2. mOS Socket Abstraction

The most important abstraction in mOS is the socket interface. We reuse the mTCP socket (socket with BSD-like semantics) for this purpose. Although functionally similar, the internal implementation of an mTCP socket is still markedly differently from BSD’s. Due to this reason, we pre-append all socket function names with mtcp_ keyword (e.g. mtcp_socket()). Our mOS socket library provides all important routines that you would typically need when dealing with BSD sockets (e.g. mtcp_getsockopt() and mtcp_setsockopt()).

The socket descriptor space is local to each mOS thread where each registered mTCP socket is associated with a thread context. This allows parallel socket creation from multiple threads by removing lock contention on the socket descriptor space. We also relax the semantics of socket() such that it returns any available socket descriptor instead of the minimum available fd. This reduces the overhead of finding the minimum available fd descriptor.

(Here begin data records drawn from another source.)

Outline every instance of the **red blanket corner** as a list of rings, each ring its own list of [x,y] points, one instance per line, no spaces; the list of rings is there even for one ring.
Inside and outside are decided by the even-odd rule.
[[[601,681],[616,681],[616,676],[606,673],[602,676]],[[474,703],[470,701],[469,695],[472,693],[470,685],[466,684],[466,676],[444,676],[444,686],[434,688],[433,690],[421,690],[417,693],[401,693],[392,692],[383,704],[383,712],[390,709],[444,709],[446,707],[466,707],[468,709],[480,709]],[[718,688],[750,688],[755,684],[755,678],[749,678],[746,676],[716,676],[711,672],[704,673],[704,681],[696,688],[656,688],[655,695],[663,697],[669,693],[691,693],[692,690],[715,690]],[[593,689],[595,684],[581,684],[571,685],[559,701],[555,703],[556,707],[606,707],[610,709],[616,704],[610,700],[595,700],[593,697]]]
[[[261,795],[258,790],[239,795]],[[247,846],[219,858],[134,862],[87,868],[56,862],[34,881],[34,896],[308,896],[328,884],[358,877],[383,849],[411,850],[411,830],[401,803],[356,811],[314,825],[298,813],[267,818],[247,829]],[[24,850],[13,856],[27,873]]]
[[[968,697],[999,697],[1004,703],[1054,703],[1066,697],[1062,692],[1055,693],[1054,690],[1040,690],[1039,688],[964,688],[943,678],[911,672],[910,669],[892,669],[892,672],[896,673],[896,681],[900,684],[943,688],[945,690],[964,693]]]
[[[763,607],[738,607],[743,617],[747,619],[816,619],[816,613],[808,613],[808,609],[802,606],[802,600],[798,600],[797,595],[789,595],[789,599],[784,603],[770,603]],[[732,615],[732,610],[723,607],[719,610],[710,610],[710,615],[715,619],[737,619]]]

mOS provides two types of sockets: (i) mTCP sockets (for endpoints), and (ii) monitoring sockets (for middleboxes). We briefly explain both types below.

2.1. mTCP sockets

mTCP sockets (socket type: MOS_SOCK_STREAM) in mOS provide reliable end-to-end communication between the client and the server nodes. Users can build mOS server applications by calling sequence of BSD-like socket functions (mtcp_socket(), mtcp_bind(), mtcp_listen(), mtcp_accept()). We provide similar set of functions for building client applications (mtcp_socket(), mtcp_connect()) as well.

Like Berkeley sockets, the connections built on mOS sockets also have internal flow control and congestion control implementations.

2.2. Monitoring sockets

For monitoring, we extend our networking API to introduce a new socket type called MOS_SOCK_MONITOR_STREAM. We term MOS_SOCK_MONITOR_STREAM sockets as simply stream monitoring sockets. Conceptually, a stream monitoring socket abstracts a middlebox’s tap-point on a passing flow or packets. A monitoring socket is similar to a Berkeley socket, but it differs in its operating semantics. First, a stream monitoring socket represents a non-terminating midpoint of an on-going TCP connection. With a stream monitoring socket, one can closely follow the TCP state change of both client and server without terminating a TCP connection explicitly. Second, a monitoring socket can monitor fine-grained TCP-layer operations while a stream Berkeley socket carries out coarse-grained, application-layer operations. For example, a monitoring socket can detect TCP or packet-level events such as abnormal packet retransmission, packet arrival order, abrupt connection termination, employment of weird TCP/IP options, etc., while it simultaneously supports reading flow-reassembled data from server or client.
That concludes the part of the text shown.